Nov. 12, 2018, © Leeham News: The writing had really been on the wall for the past few years, regardless what the corporate line was: Bombardier was one day going to sell the Q400 program or shut it down.
Better to sell it and get at least some money out of it, no matter how small.
Bombardier agreed to sell the program to British Columbia-based Viking Air for a mere $300m–$250m, net of fees.
Ditto the CRJ program. It’s on life support. It’s a design dating to the 1980s, the passenger experience has long been eclipsed by the Embraer E-Jet and it will be also by Mitsubishi’s MRJ when this jet finally comes on line in 2020.
The entire reason for the continued existence of the CRJ in recent years has been the US Scope Clause. The original E-175 complies with Scope, which is the clause in US pilot labor contracts with American, Delta, United and Alaska airlines that limits the size, weight, number of passengers and number of airplanes regional airline partners can operate for their major partner.
In this context, the weight is the key metric. The Scope limits airplane weight to 86,000 lbs. The E175-E2 and Mitsubishi MRJ90, conditionally ordered by the USA’s Skywest and Trans States airlines for operation on behalf of their partners, weigh too much. It’s only a few thousand pounds. Embraer and Mitsubishi counted on contract relief in the 2019 and 2020 negotiations, but the unions signaled they have no intention of granting this small concession.
The CRJ900 complies with Scope.
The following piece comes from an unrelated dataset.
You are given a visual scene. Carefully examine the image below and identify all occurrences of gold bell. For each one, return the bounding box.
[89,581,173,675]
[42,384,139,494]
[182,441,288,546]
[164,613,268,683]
It also has a solid, installed customer base in the US. These two factors are keeping the program alive. (There have been a few orders outside the US.)
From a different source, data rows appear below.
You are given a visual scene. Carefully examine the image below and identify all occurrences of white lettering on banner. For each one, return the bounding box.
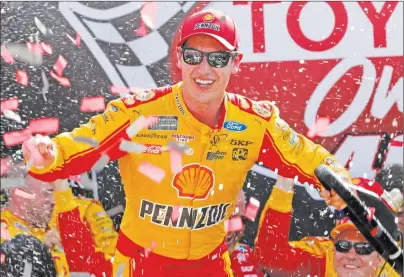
[334,134,383,179]
[304,58,376,137]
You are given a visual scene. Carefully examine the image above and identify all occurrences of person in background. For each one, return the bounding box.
[254,176,400,277]
[226,190,264,277]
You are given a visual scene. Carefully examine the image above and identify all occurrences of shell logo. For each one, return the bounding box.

Embraer’s back-up to being unable to confirm the E175-E2 deal is to continue with the E175-E1 (as it is now called). Mitsubishi’s back-up is to switch the MRJ90 orders to the smaller, Scope-compliant MRJ70. This was confirmed at an event last month in New York.
Bombardier’s back-up plan to keep the CRJ viable in the face of these new technology, more comfortable passenger-experience competitors appears to be to sue Mitsubishi for trade secret theft because it hired Bombardier engineers. (It also hired some Embraer people.)
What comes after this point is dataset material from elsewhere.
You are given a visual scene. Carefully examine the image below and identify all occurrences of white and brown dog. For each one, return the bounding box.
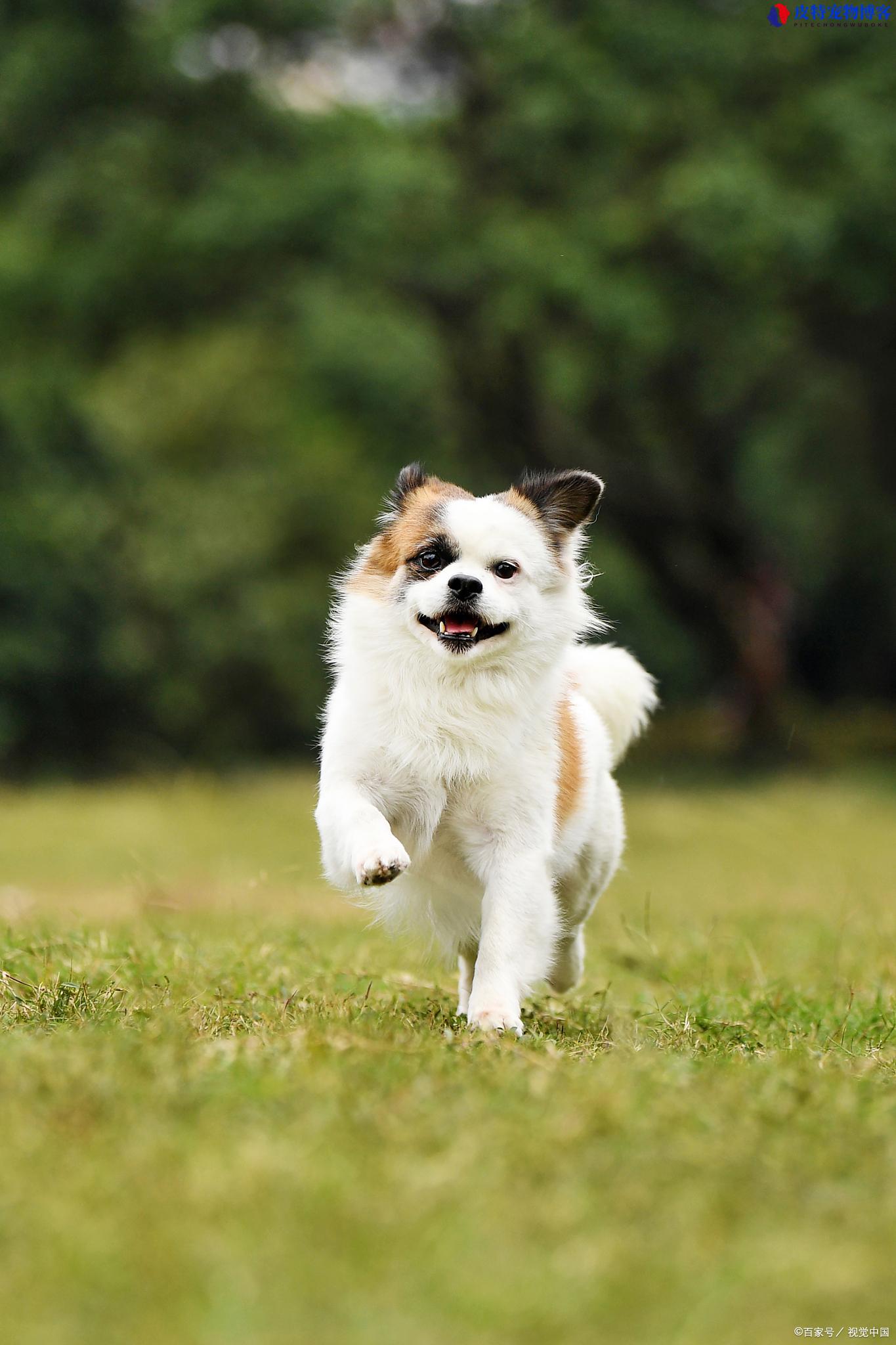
[316,466,657,1033]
The lawsuit, filed in Seattle last month (Mitsubishi has flight testing and engineering facilities in Washington State), claimed people with knowledge of the CSeries and Global corporate jet programs left Bombardier for Mitsubishi, taking trade secrets with them.
Mitsubishi denies the claims.
Since the MRJ in no way competes with the CSeries (now the Airbus A220) or the Global jets, the threat really is a competitive or superior airplane to the CRJ.
If Bombardier were to succeed in the lawsuit, I hypothesize the bet is that the costs the MRJ program would threaten the commercial viability and maybe Mitsubishi would drop the program—thus saving the CRJ and making it potentially viable for Bombardier to keep the program or, more likely, pump the price for sale.
This sounds like a page out of the Boeing strategy to kill the CSeries when it filed a complaint with the US Department of Commerce over alleged unfair trade practices. Boeing prevailed at Commerce, which proposed a 292% tariff. The International Trade Commission, which had to determine in Boeing suffered harm, unanimously ruled it didn’t, thus killing the case.
Ironically, it was the trade complaint that forced Bombardier to sell 50.01% of the CSeries program to Airbus. This gave Airbus an advantage in the single-aisle sector. Boeing and Embraer proposed a joint venture to combine Embraer Commercial with Boeing in a new company, giving Boeing (and Embraer) a new way to compete with Airbus and the CSeries.
I have no way to judge the merits of the Bombardier lawsuit, but I can judge the future of the CRJ.
By 2025, the design will be more than 30 years old. Although Bombardier rejigged the interior with its new Atmosphere cabin design, which is nice, a cramped cabin is still a cramped cabin and the EJet and MRJ cabins are much more spacious.
The E1 economics are pretty close to the CRJ’s in our analysis and the E2 is better, as is the MRJ70. The CRJ can’t be re-engined. The Pratt & Whitney and GE Passport engines weigh more than the CRJ’s GE34 engines and the airplane already has weight-and-balance challenges under some flying conditions. (A recent flight I was on had to play musical chairs before we could leave the gate to get weight-and-balance right.)
Reengining the CRJ would exacerbate center-of-gravity issues.
The CRJ, with more than 1,500 sales over its life, served Bombardier and its customer well. But without a new engine, and with a design that’s more than 30 years old next decade, its day is coming to an end.
Oliver Wyman, the consulting firm, in its 10 year forecast sees more MRJ deliveries than CRJ.
Bombardier loses money on every CRJ it sells, its CEO admitted last week on the earnings call—as it does with the Q400.
Like the Q400, Bombardier needs to sell the program for whatever it can get. Time is fast running out.